With the rise of gas in Britain, carbon capture for the fuel source has also gained attention there recently. A natural gas-CCS retrofit in Scotland was selected by the British government as a favorite to move forward as part of the country’s £1 billion ($1.59 billion) CCS demonstration competition earlier this year. Meanwhile, members of the opposition Labor Party in the U.K. Parliament introduced an amendment to a major electricity market reform bill earlier this year that would have set a tighter emissions performance standard for power generators and all but required CCS technology to be installed on all fossil generation, including natural gas. However, that amendment was later withdrawn before coming up for a vote.
Obama’s Gas-Capture Proposal Appears Dead
Environmentalists have long argued that governments must also move forward with RD&D work for CCS on natural gas plants—in addition to coal units—if policymakers are serious about truly limiting global temperature increases to 2 degrees Celsius. “Between now and 2030, world fossil use for power is projected to almost double. Without CCS on both gas and coal, it’s ‘game over’ on climate change,” the Clean Air Task Force’s John Thompson and Camilla Svendsen Skriung of the Norwegian Zero Emission Resource Organization wrote late last year. But in Washington, the topic has become somewhat politically volatile given the runaway popularity of natural gas. The nomination of the Obama Administration’s pick to lead the Federal Energy Regulatory Commission Ron Binz now appears imperiled given previous remarks that natural gas will be a “dead-end” fuel without CCS in the decades to come under a carbon-constrained future.

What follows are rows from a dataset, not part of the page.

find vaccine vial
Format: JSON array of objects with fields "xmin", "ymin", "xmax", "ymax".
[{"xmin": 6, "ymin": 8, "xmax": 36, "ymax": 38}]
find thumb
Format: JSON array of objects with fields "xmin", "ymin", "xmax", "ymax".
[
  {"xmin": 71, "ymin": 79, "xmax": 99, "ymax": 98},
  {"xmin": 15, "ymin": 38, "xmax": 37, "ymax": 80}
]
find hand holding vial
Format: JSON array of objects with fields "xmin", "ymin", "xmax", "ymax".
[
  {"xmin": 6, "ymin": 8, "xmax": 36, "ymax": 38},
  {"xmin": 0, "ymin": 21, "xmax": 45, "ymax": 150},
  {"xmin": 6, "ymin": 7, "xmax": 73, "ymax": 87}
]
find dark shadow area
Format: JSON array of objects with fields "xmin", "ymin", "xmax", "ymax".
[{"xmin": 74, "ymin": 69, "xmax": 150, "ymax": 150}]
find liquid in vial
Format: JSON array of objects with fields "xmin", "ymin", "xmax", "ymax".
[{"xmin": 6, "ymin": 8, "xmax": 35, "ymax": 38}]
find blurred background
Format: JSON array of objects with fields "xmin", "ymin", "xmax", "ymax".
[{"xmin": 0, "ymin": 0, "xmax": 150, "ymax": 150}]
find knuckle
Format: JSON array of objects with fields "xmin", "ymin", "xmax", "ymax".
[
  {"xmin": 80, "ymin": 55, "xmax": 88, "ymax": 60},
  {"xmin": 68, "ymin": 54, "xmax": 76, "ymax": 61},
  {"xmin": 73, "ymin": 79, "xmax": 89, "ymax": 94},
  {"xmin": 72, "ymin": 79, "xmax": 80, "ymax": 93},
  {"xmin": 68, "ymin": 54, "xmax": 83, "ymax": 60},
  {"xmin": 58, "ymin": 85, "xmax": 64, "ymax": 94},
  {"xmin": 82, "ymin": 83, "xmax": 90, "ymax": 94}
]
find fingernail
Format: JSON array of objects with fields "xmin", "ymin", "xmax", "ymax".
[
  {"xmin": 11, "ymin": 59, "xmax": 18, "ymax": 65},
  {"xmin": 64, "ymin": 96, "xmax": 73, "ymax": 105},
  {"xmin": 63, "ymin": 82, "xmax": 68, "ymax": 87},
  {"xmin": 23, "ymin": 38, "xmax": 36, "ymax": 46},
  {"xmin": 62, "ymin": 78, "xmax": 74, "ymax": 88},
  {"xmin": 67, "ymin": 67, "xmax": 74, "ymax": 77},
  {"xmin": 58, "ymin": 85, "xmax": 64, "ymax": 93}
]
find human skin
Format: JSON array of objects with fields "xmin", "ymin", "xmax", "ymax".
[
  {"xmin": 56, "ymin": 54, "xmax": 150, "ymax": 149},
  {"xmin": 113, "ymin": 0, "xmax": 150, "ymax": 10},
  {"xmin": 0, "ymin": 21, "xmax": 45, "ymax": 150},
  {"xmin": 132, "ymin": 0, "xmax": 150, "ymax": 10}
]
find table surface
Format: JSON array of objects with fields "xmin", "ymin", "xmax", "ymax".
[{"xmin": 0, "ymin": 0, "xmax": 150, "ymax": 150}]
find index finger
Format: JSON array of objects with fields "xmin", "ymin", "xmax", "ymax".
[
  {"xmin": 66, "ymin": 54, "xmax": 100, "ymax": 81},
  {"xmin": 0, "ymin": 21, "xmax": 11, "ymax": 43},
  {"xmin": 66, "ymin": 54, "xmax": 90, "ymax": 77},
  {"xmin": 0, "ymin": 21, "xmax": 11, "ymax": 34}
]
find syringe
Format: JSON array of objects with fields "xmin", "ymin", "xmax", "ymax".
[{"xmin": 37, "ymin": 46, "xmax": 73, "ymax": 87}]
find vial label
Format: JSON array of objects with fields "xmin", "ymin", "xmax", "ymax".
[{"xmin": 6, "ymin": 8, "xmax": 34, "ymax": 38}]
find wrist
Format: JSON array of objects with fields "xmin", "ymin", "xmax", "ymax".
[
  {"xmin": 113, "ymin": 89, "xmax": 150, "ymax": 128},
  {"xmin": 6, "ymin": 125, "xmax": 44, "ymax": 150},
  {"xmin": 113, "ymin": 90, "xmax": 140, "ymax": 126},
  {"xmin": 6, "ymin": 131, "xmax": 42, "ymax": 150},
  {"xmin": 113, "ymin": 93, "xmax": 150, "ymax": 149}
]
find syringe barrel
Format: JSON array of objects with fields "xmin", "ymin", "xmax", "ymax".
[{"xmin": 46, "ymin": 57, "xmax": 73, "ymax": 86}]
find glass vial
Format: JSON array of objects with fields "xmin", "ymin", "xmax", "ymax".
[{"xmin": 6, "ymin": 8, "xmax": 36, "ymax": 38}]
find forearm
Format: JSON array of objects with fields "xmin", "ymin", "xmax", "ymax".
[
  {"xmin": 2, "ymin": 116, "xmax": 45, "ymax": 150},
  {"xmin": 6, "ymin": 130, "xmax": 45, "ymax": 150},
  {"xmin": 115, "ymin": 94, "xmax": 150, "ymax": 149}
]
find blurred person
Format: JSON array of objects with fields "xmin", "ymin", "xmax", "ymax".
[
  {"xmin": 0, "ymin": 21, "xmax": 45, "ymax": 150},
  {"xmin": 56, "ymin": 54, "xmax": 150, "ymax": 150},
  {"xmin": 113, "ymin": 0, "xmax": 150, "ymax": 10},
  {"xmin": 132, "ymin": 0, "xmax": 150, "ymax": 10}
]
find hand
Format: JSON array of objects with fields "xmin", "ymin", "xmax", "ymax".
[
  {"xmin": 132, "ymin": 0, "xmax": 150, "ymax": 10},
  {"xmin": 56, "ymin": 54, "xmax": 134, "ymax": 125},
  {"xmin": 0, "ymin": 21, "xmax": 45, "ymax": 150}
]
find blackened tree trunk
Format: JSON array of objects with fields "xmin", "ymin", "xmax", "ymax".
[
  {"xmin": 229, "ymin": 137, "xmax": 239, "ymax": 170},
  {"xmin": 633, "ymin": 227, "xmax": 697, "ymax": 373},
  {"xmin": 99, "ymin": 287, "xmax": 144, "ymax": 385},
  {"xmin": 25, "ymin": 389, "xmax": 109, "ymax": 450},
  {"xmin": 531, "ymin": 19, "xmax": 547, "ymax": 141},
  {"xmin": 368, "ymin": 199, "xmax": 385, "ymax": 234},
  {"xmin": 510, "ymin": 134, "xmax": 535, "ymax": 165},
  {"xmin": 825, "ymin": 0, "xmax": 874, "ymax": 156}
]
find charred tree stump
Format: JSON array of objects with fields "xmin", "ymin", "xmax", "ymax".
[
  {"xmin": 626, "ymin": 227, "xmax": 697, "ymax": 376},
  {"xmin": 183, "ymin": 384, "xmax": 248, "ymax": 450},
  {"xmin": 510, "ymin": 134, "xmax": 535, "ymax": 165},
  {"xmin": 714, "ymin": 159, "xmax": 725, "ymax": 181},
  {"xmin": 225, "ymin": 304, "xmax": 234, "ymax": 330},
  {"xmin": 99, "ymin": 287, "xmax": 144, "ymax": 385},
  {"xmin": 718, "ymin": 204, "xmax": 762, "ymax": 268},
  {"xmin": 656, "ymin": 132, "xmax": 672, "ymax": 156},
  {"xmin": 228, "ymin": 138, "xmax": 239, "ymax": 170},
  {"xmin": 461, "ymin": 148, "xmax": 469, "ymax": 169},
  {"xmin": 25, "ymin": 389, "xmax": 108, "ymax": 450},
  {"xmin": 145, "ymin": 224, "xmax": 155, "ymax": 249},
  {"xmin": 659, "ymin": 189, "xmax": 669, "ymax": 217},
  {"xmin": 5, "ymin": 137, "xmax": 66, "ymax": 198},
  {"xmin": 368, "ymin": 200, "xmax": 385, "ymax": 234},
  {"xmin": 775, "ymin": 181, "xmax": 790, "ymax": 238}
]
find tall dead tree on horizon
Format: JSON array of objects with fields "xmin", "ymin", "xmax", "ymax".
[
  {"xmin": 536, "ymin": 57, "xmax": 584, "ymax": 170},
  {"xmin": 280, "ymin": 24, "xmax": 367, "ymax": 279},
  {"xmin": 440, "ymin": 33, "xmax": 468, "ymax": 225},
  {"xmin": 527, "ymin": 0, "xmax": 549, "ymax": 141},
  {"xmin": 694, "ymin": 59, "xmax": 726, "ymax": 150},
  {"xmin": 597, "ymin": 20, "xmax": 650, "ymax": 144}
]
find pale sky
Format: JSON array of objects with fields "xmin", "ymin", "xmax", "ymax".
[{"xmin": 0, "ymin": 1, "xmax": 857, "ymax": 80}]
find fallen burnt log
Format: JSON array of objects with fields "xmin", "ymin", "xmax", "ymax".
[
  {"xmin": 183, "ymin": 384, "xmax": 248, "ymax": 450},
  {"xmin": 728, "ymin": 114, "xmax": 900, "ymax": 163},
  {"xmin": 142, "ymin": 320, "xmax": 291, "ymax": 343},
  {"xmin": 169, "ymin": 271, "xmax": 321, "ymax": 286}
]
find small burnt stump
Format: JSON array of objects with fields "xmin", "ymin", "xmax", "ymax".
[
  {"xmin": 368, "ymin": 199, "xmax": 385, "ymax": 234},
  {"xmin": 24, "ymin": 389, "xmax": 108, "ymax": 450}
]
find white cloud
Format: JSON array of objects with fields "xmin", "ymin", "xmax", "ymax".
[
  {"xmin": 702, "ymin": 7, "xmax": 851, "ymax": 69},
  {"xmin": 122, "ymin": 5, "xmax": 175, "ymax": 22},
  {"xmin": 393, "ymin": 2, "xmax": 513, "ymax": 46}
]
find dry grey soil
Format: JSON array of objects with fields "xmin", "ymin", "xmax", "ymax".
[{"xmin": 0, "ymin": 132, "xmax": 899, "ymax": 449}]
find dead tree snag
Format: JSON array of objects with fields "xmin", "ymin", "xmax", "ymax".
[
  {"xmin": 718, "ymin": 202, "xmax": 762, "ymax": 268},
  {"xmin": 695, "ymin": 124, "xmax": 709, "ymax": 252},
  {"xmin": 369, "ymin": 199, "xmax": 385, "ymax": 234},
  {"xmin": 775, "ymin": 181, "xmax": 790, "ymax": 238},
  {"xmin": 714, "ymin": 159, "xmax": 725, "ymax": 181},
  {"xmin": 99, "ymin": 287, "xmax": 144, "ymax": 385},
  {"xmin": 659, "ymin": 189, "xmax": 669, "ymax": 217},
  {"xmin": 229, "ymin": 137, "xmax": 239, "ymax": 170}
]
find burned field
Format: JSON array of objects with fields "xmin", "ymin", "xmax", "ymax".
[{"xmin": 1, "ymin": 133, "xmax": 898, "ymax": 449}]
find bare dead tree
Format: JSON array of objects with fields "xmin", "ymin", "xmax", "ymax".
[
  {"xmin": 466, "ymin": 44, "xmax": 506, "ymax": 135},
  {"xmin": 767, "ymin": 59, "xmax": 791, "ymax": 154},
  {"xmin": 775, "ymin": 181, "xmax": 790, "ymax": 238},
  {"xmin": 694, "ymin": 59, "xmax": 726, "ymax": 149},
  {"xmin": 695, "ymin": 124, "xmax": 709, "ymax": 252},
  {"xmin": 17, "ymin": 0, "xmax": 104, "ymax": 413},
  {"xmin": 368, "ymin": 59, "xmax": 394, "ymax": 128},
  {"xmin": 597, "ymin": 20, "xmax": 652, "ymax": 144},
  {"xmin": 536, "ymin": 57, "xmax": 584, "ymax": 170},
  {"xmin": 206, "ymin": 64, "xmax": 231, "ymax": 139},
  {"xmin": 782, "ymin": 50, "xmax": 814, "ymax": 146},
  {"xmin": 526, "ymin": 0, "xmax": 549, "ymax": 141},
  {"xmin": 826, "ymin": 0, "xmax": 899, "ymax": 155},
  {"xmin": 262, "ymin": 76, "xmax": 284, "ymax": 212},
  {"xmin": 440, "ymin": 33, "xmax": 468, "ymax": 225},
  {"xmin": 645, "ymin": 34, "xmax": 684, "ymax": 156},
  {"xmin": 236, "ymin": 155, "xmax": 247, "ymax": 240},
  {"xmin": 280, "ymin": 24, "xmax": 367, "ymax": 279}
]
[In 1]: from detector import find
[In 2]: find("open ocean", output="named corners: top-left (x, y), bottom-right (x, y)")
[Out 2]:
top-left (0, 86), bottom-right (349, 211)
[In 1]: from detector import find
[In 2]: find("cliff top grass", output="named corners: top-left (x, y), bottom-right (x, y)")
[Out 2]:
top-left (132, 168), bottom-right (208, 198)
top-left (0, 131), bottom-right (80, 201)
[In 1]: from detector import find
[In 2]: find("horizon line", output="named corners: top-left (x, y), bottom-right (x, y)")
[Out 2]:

Meanwhile, the White House has only recently begun looking at incentivizing the capture of emissions from natural gas plants. While the Department of Energy’s CCS demonstration program includes some large-scale projects that produce synthetic gas or capture CO2 from gas processing facilities, there are currently no large-scale projects in the works there that incorporate capture technology onto more efficient NGCC plants. President Barack Obama’s FY 2014 budget request for the Department of Energy notably recommended the creation of a new $25 million competitive inducement prize for the first to develop a commercial natural gas combined cycle plant that also captures and stores at least 75 percent of its CO2 emissions. That proposal, however, appears to be dead on Capitol Hill given that the House version of the FY 2014 Energy and Water Appropriations bill that passed earlier this summer does not include funding for the program. The Senate version of that bill does not mention funding for natural gas capture projects either.
Despite the lack of political incentives, technology developers have made modest moves on their own in recent years to test natural gas-capture systems. Summit Power and the Linde Group announced a partnership in February to develop commercial-scale natural gas plants that capture up to 90 percent of CO2 emissions. Meanwhile, GE announced plans last year to partner with the Norwegian technology development company Sargas AS to also build natural gas plants with carbon capture.